Nellie: We waren nooit veilig. Er kwamen regelmatig gevechtsvliegtuigen overvliegen. Na enige tijd wisten we uit ons hoofd wat voor soorten er waren en we gaven ze
zelfs namen. Er werden er ook veel neergeschoten, de hemel lichtte dan op.
Joukje: Verdwaalde kogels konden veel schade aanrichten. Een gezin uit de buurt was gezellig kerst aan het vieren. Ze zaten
aan tafel en het jonge dochtertje was enthousiast aan het zingen. Plotseling schoot er een kogel door het raam en het kindje werd geraakt. De kogel was afkomstig van een vliegtuig dat de Stelling
Hase in Harderwijk beschoot. Het arme meisje overleefde het niet. Erg verdrietig!
Nellie: Overal langs de weg zaten gaten in de grond. Eenmansgaten heetten die. Op je hurken zat je beschermd
tegen
vliegtuiggeschut dat horizontaal langs de grond ging. We hadden ook schuilkelders achter het huis, waar we ’s nachts soms urenlang moesten wachten tot het weer stil
was.
Joukje: Mijn zus, die toen zwanger was, stond een keer buiten toen er ineens een vliegtuig overkwam. Ze kon niet op tijd weg
komen, dus redde ze zichzelf door om een boom met het vliegtuig mee te lopen. Een andere keer na vuurgevechten vond ik een grote ijzeren bomscherf in de muur van ons huis. Er kon altijd iets
gebeuren, maar ik was eigenlijk nooit bang.
Nellie: Nou, ik wel!
Joukje: Ik maakte er altijd maar een spelletje van. Als er bijvoorbeeld weer eens razzia was, werden de kinderen naar het woud
gestuurd om bosbessen te plukken. Daar speelden we met pijl en boog, met vergieten als helmen op ons hoofd. Alsof niets ons raken kon.
Nellie: We praatten thuis ook niet over wat er gebeurde. Als je ernaar vroeg, kreeg je toch geen antwoord. We gehoorzaamden en vroegen nergens naar. Dit was
normaal, dit was onze jeugd.
Wat heeft het meest indruk op u gemaakt?
Joukje: Het geheimzinnige. Van een mevrouw in Harderwijk moest ik eens een pakketje naar het station brengen. Ik moest het
afgeven aan een meisje met een zakdoek in haar hand, maar ik mocht niets zeggen, zelfs geen gedag.

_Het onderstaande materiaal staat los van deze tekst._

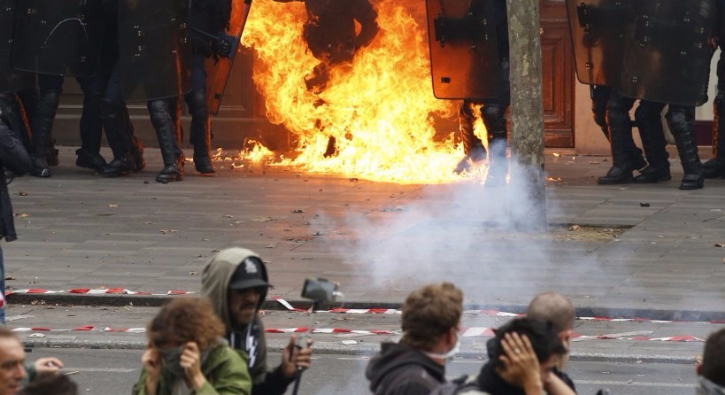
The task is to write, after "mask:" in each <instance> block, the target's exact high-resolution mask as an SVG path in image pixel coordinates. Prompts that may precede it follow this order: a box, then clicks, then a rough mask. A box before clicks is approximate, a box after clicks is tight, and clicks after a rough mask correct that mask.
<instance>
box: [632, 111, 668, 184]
mask: <svg viewBox="0 0 725 395" xmlns="http://www.w3.org/2000/svg"><path fill="white" fill-rule="evenodd" d="M663 108H664V104H660V103H654V102H648V101H641V102H640V104H639V107H637V111H635V113H634V116H635V119H636V120H637V127H638V129H639V135H640V137H641V139H642V147H643V148H644V152H645V155H647V162H648V163H649V164H648V165H647V167H645V168H644V169H642V170H641V171H640V175H638V176H637V177H634V182H635V183H639V184H653V183H657V182H660V181H669V180H671V179H672V175H671V174H670V161H669V160H668V158H669V157H670V155H669V154H668V153H667V149H666V148H665V147H666V146H667V141H666V140H665V132H664V129H663V128H662V117H661V114H662V109H663Z"/></svg>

Ik kan me het meisje van twintig jaar nog zo voor de geest halen, met haar donkerblauwe jas en
zwarte haar. Ik heb gedaan wat de vrouw zei, zonder er ooit achter te komen wat er in het pakketje zat. In die tijd gehoorzaamde je gewoon en je sprak er thuis ook niet over.
Thuis sprak je eigenlijk nergens over. Mijn vader zag een keer een Duitse auto geparkeerd met een zendapparaat achterop. Hij heeft dat apparaat gestolen en naar
huis gebracht. Ik mocht er niet naar vragen of over praten.
Die nacht werd het opgehaald door de ondergrondse. Toen was ik wel angstig, want ik besefte: als mijn vader gepakt
werd, zouden de Duitsers geen genade hebben. Zij waren meedogenloos. Onze dokter uit het dorp protesteerde toen soldaten zijn fiets in beslag wilden nemen. Hij had
namelijk een vergunning om die fiets te houden. Ze schoten hem ter plekke dood en een verdwaalde kogel doodde ook de melkboer, die er toevallig achter stond.
Je moest altijd op je hoede zijn. Toen we mijn overleden grootmoeder gingen begraven kwam er plots een vliegtuig over. Die schoten op alles wat bewoog en zo'n hele
optocht zouden wel eens als vijandig kunnen worden aangezien. Dus iedereen sprong in de greppel en bleef stokstijf liggen. Ik zie de kist nog staan – eenzaam op die weg. Maar het vliegtuig vloog
gewoon verder. We waren net op tijd.
Nellie: Alles was op de bon. Je moest uren in de rij staan om iets te krijgen. Soms stonden er nog maar drie mensen voor je en dan was het op. We hadden geen suiker
en weinig zout. Maar omdat we het niet breed hadden waren we inventief. 's Avonds maakten we licht door een fiets op de kop te zetten en de pedalen te draaien. Of we deden olie in een jamblikje
met een lont erin. Maar moeders was maar wat zuinig met de olie!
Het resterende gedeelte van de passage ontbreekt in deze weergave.